It's been a mission ten years in the making, and after a final green light from mission control tonight, the European Space Agency's (ESA) Rosetta Mission will deploy its handy little lander named "Philae" onto the surface of the far off Comet 67P/Churyumov-Gerasimenko it met up with earlier this summer.
Since its inception, the priority of the mission was to reach the comet and discover what information may lie beneath the icy surface. And in turn, what it may tell us about our 4.6 billion-year-old solar system and how we came to be.
While the mission has been successful thus far in arriving and collecting data from a distance, as it orbits the comet a mere 22.5 km away, the next branch of the mission involving the Philae Lander will give researchers an entirely new view of the surface and the composition of the mysterious comet.
"Comets are new territory" researcher Ralf Gellert with the University of Guelph says. "There could be some big surprises."
As a founding member of Rosetta Mission's development team, Gellert was one of the few scientists selected worldwide by the ESA 15 years ago to build instruments that will be used in a few mere hours to collect data that could change what researchers know about comets to date. But even the early stages, much like what mission control is feeling today, were filled with uncertainty as the ESA crossed new frontiers being the first space agency to not only orbit, but also land on a comet.

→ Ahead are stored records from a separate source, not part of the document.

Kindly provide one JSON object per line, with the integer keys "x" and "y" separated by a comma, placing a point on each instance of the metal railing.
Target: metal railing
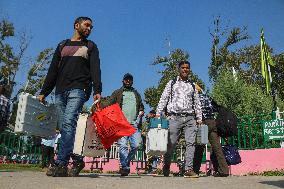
{"x": 23, "y": 149}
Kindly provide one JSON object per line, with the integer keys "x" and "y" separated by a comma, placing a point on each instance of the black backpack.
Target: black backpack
{"x": 90, "y": 46}
{"x": 226, "y": 123}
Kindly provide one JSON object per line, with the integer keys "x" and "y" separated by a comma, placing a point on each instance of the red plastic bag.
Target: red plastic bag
{"x": 112, "y": 125}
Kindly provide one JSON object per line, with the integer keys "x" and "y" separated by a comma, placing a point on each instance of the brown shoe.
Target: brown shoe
{"x": 190, "y": 174}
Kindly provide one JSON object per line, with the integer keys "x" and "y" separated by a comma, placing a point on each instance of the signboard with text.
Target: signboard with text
{"x": 273, "y": 129}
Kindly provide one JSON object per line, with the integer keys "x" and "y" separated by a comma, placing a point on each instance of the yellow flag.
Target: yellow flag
{"x": 266, "y": 60}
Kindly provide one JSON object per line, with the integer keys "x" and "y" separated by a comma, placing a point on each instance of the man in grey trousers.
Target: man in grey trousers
{"x": 181, "y": 102}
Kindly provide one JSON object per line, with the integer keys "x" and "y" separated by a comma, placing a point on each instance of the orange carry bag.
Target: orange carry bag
{"x": 111, "y": 124}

"Is it an ice ball with rock and trace metals, or a rock ball with ice on it... or ice below the surface?" Gellert says. "We didn't know."

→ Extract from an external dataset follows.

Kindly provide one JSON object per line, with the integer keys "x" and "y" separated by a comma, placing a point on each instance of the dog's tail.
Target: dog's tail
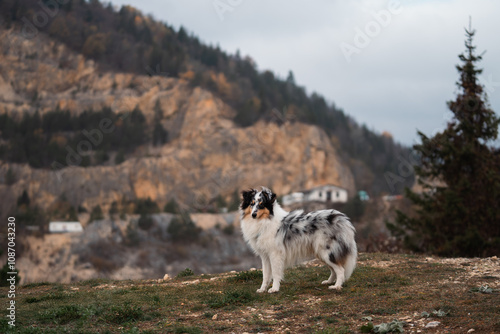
{"x": 350, "y": 262}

But the researchers planned for the contingencies of a myriad of possibilities, and now their planning is about to pay off. While models have planned and calculated an exact trajectory for the Philae lander, the ESA admits that the maneuver comes with plenty of variables and a high-risk level for failure. But that's not discouraging them one bit.

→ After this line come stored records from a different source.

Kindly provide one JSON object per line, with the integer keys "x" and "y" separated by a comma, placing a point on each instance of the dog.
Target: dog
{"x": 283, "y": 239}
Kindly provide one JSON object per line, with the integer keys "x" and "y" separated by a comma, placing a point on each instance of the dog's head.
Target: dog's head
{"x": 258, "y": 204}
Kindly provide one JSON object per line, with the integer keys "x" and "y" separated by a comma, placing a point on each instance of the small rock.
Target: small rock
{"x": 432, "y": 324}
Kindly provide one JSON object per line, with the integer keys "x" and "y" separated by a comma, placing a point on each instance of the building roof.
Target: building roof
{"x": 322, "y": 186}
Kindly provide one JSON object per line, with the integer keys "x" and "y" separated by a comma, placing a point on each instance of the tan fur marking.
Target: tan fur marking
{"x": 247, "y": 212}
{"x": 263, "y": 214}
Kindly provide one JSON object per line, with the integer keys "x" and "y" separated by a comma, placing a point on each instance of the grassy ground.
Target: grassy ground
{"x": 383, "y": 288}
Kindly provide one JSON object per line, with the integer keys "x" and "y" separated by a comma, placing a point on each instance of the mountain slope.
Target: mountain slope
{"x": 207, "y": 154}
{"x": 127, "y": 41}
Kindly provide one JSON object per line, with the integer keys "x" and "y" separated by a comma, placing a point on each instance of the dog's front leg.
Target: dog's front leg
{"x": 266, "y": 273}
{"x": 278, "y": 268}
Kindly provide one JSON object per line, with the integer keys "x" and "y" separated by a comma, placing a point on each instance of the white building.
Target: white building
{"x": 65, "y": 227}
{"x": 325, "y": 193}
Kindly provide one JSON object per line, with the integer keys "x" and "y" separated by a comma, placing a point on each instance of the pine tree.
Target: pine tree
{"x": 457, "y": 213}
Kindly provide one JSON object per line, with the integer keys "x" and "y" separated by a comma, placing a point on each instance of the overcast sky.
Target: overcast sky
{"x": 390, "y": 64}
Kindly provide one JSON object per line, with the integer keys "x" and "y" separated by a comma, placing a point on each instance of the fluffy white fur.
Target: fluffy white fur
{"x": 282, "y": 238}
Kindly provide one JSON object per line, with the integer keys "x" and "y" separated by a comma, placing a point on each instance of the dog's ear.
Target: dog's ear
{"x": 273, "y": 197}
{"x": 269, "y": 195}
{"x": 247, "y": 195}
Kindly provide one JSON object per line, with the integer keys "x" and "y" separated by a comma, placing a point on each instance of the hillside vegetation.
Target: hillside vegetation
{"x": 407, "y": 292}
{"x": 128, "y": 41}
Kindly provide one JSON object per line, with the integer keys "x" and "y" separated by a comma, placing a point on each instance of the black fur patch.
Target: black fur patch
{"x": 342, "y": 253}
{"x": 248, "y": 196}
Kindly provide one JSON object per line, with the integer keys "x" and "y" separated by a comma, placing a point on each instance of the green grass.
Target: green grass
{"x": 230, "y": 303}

After a final run-through of the plans late this afternoon, the ESA mission control will confirm plans with Philae Tuesday night Nov. 11 to detach from Rosetta and make the short trip to its landing site on the smaller head of Comet 67P. If all goes to plan, Philae will land with all 11 on-board scientific instruments intact, and will be able to begin specimen collection and data transmission after it's settled into the surface of the speeding comet.
"We will need to be a bit lucky" flight director Andrea Accomazzo and project scientist for the mission Matt Taylor said earlier this week at a briefing for the ESA. "But this is what Rosetta is there to do; to see how a comet works."